In receiving the Rafto Human Rights Award, I call upon us all to make our own pact, a pact of dreamers.

That in every country, beginning with the most impoverished ones, those of Central America and Africa, we form Organized Communities of Dreamers in Action, people who stand up as witnesses of this pact of the multinationals, local economic elites and corrupt politicians to reject their alliances and their projects that violate human rights and the rights of Mother Earth.

Organized Communities of Dreamers in Action to lead a worldwide campaign against extreme wealth.

No more successful multi-millionaires in societies overflowing with those in misery.

No more predatory and extractive companies that threaten and destroy biodiversity and violate the territories and cultures of our original peoples.

No more corrupt politicians who manipulate the people’s will to become governors that protect the exploiting companies.

I propose this pact of dreamers to give strength and voice to the victims of the dehumanizing pact, the women who are victims of the abuses of patriarchy and machismo, the victims discriminated against for their sexual diversity and the boys and girls prematurely forced by poverty to work.

To give strength and voice to the original peoples threatened by the globalization of the powerful.
To give strength and voice to the communities of faith threatened by the top-down nature of official religions, to the youth whose rebellion and right to create their own spaces are truncated.
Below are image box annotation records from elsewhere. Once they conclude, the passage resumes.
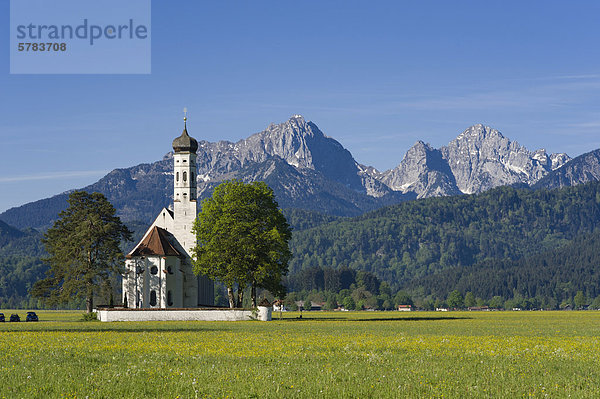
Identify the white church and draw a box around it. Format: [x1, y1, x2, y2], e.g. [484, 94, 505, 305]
[123, 118, 214, 309]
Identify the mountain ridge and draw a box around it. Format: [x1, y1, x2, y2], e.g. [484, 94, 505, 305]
[0, 115, 592, 229]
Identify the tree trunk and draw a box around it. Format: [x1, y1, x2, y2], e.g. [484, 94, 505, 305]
[85, 285, 94, 313]
[227, 287, 235, 309]
[250, 283, 256, 308]
[237, 286, 244, 308]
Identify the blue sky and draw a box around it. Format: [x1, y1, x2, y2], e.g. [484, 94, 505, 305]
[0, 0, 600, 211]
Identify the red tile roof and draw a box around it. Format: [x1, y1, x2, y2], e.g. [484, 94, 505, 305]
[127, 226, 181, 258]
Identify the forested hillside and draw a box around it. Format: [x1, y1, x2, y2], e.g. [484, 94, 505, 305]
[0, 225, 47, 308]
[290, 182, 600, 289]
[407, 232, 600, 304]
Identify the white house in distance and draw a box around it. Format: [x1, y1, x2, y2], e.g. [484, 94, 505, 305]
[123, 118, 214, 309]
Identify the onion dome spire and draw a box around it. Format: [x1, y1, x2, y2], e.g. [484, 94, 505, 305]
[173, 108, 198, 153]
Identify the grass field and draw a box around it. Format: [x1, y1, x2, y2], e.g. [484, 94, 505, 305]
[0, 311, 600, 398]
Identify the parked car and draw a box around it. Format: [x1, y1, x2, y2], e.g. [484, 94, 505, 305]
[25, 312, 39, 321]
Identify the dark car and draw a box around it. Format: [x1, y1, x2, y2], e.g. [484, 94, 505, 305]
[25, 312, 39, 321]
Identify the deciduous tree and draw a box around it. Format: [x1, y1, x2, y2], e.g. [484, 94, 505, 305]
[193, 180, 292, 308]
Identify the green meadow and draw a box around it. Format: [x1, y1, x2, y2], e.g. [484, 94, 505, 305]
[0, 310, 600, 398]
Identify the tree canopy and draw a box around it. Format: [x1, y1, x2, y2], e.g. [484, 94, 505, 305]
[192, 180, 292, 308]
[31, 191, 132, 313]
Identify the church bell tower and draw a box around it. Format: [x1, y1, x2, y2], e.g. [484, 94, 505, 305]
[173, 112, 198, 255]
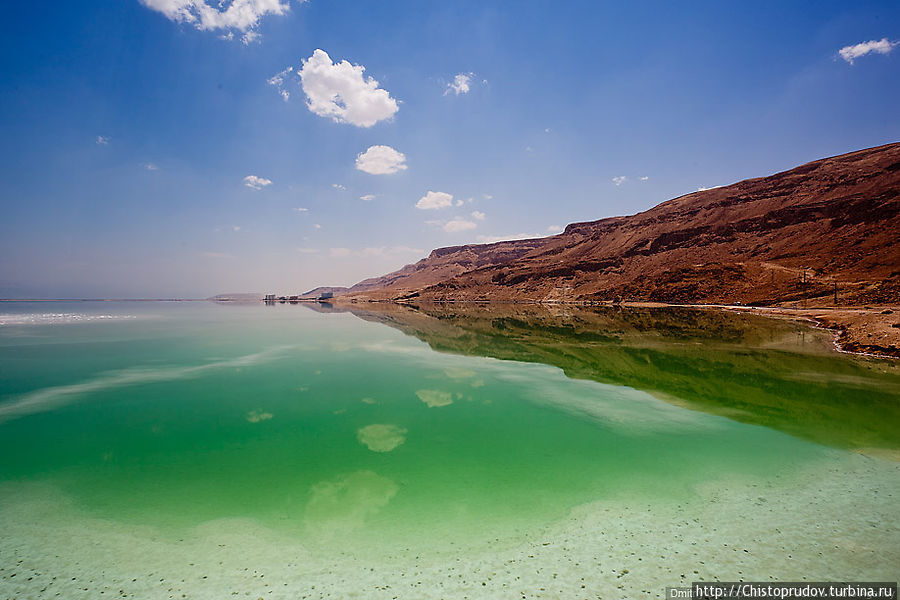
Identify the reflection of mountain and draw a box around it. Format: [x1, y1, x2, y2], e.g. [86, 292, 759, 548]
[326, 305, 900, 449]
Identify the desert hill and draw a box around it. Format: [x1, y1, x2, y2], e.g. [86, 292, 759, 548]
[347, 143, 900, 304]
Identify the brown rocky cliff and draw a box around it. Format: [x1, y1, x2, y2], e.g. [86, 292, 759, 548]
[350, 144, 900, 304]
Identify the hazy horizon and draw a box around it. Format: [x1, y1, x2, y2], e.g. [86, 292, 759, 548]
[0, 0, 900, 298]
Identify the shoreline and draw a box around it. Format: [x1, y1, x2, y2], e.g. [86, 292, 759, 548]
[327, 296, 900, 358]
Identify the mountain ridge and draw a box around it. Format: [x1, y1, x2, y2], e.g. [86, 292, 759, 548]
[345, 143, 900, 305]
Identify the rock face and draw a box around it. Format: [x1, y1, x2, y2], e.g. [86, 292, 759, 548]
[348, 143, 900, 304]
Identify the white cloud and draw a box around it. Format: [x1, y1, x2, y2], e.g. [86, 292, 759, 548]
[300, 50, 400, 127]
[838, 38, 900, 65]
[444, 217, 478, 233]
[140, 0, 290, 44]
[266, 67, 294, 102]
[416, 190, 453, 210]
[244, 175, 272, 190]
[475, 233, 541, 244]
[444, 73, 475, 96]
[356, 146, 406, 175]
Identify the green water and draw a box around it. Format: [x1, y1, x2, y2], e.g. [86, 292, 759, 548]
[0, 303, 900, 597]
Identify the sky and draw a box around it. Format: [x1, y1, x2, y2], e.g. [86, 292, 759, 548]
[0, 0, 900, 298]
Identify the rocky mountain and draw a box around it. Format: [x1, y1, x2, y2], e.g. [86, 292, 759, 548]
[348, 143, 900, 304]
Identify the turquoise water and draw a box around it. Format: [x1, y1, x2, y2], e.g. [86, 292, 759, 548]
[0, 303, 900, 597]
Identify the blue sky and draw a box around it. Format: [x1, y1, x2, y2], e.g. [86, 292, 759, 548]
[0, 0, 900, 297]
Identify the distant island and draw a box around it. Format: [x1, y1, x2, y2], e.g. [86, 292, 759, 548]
[268, 143, 900, 355]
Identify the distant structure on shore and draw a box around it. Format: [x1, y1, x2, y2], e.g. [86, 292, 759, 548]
[263, 288, 334, 304]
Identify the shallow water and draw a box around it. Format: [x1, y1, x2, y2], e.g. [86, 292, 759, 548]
[0, 303, 900, 598]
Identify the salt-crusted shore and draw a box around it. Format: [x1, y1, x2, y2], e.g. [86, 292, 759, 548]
[0, 450, 900, 599]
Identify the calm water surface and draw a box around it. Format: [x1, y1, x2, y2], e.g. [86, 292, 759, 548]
[0, 303, 900, 598]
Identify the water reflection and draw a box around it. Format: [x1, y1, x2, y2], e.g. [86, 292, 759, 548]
[330, 305, 900, 450]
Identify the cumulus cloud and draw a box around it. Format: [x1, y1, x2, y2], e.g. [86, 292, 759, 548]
[838, 38, 900, 65]
[444, 73, 474, 96]
[140, 0, 290, 44]
[416, 190, 453, 210]
[244, 175, 272, 190]
[356, 146, 406, 175]
[300, 49, 400, 127]
[444, 217, 478, 233]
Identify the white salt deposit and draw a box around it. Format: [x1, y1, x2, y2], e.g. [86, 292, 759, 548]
[0, 451, 900, 600]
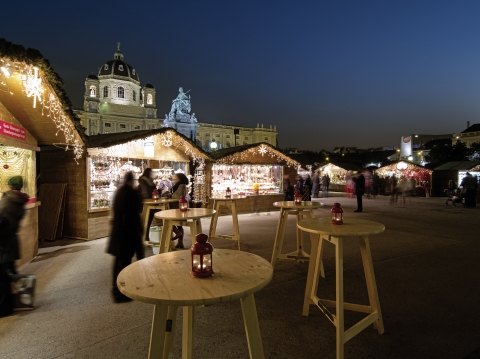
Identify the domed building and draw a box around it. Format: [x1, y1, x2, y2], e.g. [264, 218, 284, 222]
[75, 43, 161, 135]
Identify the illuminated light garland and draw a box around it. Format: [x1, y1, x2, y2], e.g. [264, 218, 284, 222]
[0, 58, 83, 164]
[217, 144, 299, 167]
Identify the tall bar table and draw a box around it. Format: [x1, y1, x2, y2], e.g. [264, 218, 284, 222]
[298, 218, 385, 359]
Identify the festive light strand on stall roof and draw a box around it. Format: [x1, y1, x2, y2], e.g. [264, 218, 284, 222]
[0, 58, 83, 163]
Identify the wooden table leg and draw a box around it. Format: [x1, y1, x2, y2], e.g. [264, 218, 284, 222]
[302, 233, 322, 317]
[360, 237, 385, 334]
[159, 219, 173, 253]
[148, 304, 168, 359]
[163, 306, 178, 359]
[232, 201, 240, 250]
[271, 208, 288, 267]
[332, 237, 345, 359]
[240, 294, 265, 359]
[182, 307, 195, 359]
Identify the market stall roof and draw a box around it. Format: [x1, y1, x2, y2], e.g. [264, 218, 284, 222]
[0, 38, 85, 158]
[435, 161, 480, 171]
[86, 128, 211, 160]
[210, 142, 300, 167]
[315, 162, 362, 171]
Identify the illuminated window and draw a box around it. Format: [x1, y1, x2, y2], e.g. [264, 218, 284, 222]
[117, 87, 125, 98]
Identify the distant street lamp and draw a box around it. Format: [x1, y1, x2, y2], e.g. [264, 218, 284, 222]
[210, 140, 218, 151]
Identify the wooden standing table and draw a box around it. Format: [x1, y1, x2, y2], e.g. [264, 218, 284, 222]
[271, 201, 320, 266]
[298, 218, 385, 359]
[155, 208, 216, 253]
[208, 195, 247, 250]
[142, 198, 178, 242]
[117, 249, 273, 359]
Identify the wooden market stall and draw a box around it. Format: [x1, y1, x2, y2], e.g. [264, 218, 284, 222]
[0, 39, 84, 266]
[209, 143, 299, 213]
[315, 163, 362, 192]
[41, 128, 210, 240]
[432, 161, 480, 197]
[375, 161, 433, 197]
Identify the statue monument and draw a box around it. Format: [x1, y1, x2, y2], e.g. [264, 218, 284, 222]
[163, 87, 198, 141]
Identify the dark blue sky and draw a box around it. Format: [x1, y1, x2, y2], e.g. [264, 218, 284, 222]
[0, 0, 480, 150]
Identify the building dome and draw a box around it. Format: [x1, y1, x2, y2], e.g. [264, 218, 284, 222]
[98, 43, 140, 83]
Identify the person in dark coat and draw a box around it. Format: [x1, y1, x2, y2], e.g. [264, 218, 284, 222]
[0, 176, 28, 318]
[0, 176, 28, 274]
[107, 172, 145, 303]
[353, 172, 365, 212]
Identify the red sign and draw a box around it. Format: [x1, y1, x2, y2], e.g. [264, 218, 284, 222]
[0, 120, 26, 141]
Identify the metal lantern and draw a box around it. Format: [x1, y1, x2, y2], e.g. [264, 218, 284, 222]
[178, 196, 188, 212]
[332, 203, 343, 224]
[190, 233, 213, 278]
[293, 189, 302, 204]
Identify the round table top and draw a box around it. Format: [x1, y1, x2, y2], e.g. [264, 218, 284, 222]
[117, 249, 273, 306]
[297, 218, 385, 237]
[155, 208, 216, 220]
[143, 198, 178, 204]
[273, 201, 320, 209]
[210, 194, 247, 201]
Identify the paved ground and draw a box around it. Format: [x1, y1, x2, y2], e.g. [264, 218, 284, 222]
[0, 197, 480, 359]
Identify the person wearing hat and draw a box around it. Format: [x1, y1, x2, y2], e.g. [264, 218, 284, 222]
[0, 176, 28, 317]
[107, 172, 145, 303]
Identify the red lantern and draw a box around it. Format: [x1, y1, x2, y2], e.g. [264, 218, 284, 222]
[190, 233, 213, 278]
[293, 189, 302, 204]
[332, 203, 343, 224]
[178, 196, 188, 212]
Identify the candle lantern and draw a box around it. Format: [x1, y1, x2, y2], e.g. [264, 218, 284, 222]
[178, 196, 188, 212]
[332, 203, 343, 224]
[190, 233, 213, 278]
[293, 189, 302, 204]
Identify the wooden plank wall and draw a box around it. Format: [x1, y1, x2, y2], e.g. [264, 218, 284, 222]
[38, 149, 88, 239]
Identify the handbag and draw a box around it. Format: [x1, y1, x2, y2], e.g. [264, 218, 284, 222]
[10, 274, 37, 310]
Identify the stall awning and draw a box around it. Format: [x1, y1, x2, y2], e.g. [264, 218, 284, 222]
[210, 142, 300, 167]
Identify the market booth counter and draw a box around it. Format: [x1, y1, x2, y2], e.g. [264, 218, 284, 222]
[315, 163, 362, 192]
[41, 128, 210, 240]
[209, 143, 299, 214]
[375, 161, 433, 197]
[0, 39, 84, 266]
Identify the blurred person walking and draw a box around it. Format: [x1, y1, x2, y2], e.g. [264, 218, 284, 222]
[352, 171, 365, 212]
[107, 172, 145, 303]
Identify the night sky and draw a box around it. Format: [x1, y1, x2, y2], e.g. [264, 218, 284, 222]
[0, 0, 480, 151]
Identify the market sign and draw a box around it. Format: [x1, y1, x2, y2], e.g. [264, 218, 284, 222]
[0, 120, 26, 141]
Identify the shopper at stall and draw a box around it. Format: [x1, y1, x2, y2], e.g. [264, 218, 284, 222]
[107, 172, 145, 303]
[460, 172, 478, 208]
[138, 168, 158, 242]
[312, 172, 320, 198]
[352, 171, 365, 212]
[170, 173, 188, 249]
[322, 173, 330, 198]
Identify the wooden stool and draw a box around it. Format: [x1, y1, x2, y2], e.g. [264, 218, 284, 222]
[117, 249, 273, 359]
[298, 218, 385, 359]
[208, 196, 246, 250]
[271, 201, 323, 273]
[155, 208, 215, 253]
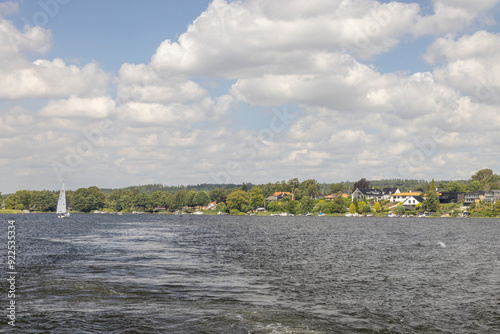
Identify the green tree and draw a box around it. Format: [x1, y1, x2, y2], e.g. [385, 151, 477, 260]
[134, 193, 151, 209]
[184, 190, 196, 206]
[394, 203, 406, 215]
[471, 168, 493, 186]
[423, 190, 439, 212]
[285, 201, 300, 215]
[299, 179, 320, 198]
[332, 191, 346, 213]
[446, 181, 467, 193]
[349, 203, 357, 214]
[467, 180, 483, 192]
[31, 190, 59, 212]
[172, 189, 188, 210]
[427, 179, 437, 192]
[150, 190, 167, 208]
[267, 201, 282, 212]
[226, 190, 250, 211]
[250, 188, 264, 208]
[16, 190, 32, 209]
[358, 201, 366, 213]
[328, 183, 344, 194]
[300, 196, 314, 213]
[352, 178, 370, 190]
[208, 188, 227, 203]
[193, 190, 210, 206]
[116, 192, 134, 211]
[215, 202, 227, 212]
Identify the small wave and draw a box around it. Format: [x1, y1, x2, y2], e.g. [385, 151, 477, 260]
[438, 241, 446, 248]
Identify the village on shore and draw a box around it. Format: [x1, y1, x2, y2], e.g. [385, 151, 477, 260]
[0, 169, 500, 217]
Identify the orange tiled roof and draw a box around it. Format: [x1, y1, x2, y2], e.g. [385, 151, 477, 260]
[391, 191, 421, 196]
[273, 191, 292, 196]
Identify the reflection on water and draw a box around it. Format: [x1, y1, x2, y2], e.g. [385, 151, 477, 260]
[0, 214, 500, 333]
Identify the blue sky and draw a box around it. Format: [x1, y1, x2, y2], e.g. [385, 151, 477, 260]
[0, 0, 500, 193]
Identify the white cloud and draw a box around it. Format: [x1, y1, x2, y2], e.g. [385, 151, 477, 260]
[0, 1, 19, 18]
[0, 0, 500, 193]
[0, 18, 110, 100]
[425, 30, 500, 104]
[40, 96, 116, 118]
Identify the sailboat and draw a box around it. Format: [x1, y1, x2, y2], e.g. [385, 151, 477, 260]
[57, 183, 69, 218]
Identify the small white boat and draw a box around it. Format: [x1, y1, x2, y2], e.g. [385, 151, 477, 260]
[57, 183, 69, 218]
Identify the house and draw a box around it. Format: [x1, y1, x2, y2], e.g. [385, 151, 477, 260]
[484, 190, 500, 203]
[352, 188, 400, 201]
[403, 195, 424, 210]
[439, 191, 465, 204]
[390, 191, 422, 203]
[203, 202, 217, 210]
[273, 191, 293, 201]
[325, 194, 349, 201]
[464, 190, 486, 206]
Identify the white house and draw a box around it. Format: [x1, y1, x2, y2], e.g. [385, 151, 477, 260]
[389, 191, 421, 203]
[403, 195, 424, 210]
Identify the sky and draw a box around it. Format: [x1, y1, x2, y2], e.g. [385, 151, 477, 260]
[0, 0, 500, 194]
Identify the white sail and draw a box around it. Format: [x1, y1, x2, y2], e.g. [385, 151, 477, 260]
[57, 184, 66, 213]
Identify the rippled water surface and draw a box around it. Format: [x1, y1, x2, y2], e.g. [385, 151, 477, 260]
[0, 214, 500, 333]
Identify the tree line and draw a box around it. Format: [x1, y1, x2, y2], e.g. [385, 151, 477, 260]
[0, 168, 500, 214]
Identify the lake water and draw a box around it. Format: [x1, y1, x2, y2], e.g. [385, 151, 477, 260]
[0, 214, 500, 334]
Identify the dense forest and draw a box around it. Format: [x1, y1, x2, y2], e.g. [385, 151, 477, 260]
[0, 169, 500, 218]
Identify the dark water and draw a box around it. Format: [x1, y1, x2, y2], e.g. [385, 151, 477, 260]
[0, 214, 500, 333]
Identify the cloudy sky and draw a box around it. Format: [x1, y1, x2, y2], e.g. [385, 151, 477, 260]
[0, 0, 500, 194]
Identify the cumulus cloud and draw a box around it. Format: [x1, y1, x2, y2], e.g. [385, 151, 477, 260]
[0, 18, 110, 100]
[413, 0, 499, 36]
[424, 30, 500, 104]
[0, 0, 500, 187]
[40, 96, 116, 119]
I propose that we invest energy and resources to extend the network of radios, multi-media and social networks in countries and regions to mobilize the victims’ strength, voice and presence so they may become the leaders of these Organized Communities of Dreamers in Action.

I come from one of the most impoverished, inequitable and violent countries in the world to find myself here in Norway, one of the most economically secure and socially stable societies.

I come full of love and faith in the future. As we join together in this event from these two extremes, I affirm the “sweet hope” that between the North and the South, between the people of rich and stable countries and the people of impoverished and crushed countries we can build bridges to cross together in the struggle to end those other extremes: extreme poverty and extreme wealth.

I offer my faith and my entire life at the service of this humanizing pact of
peace. And it is to serve this humanizing pact that I receive this prestigious Rafto Human Rights Award today.

The future can only be one of peace. This peace, which is worth both risking and living life for, is on its way. I invoke this peace with these simple and rustic words:


We see you coming, slowly and hurried,
with your soft breeze that whispers
and your bold wind that blows.
We see you coming, with the child’s innocent smile
and the wise gaze of the old woman,
with your voice that lights the fire of solidarity in the North
and with your cry for equality and justice for the South.
We see you coming to release us and to bind us,
to empty us of anguish and fear
and fill us with encounters and hope.
Peace, you have just arrived once and for all,
embraced by justice, with your baskets full of life,
with your demanding and bold tenderness
and with your song that overflows with futures.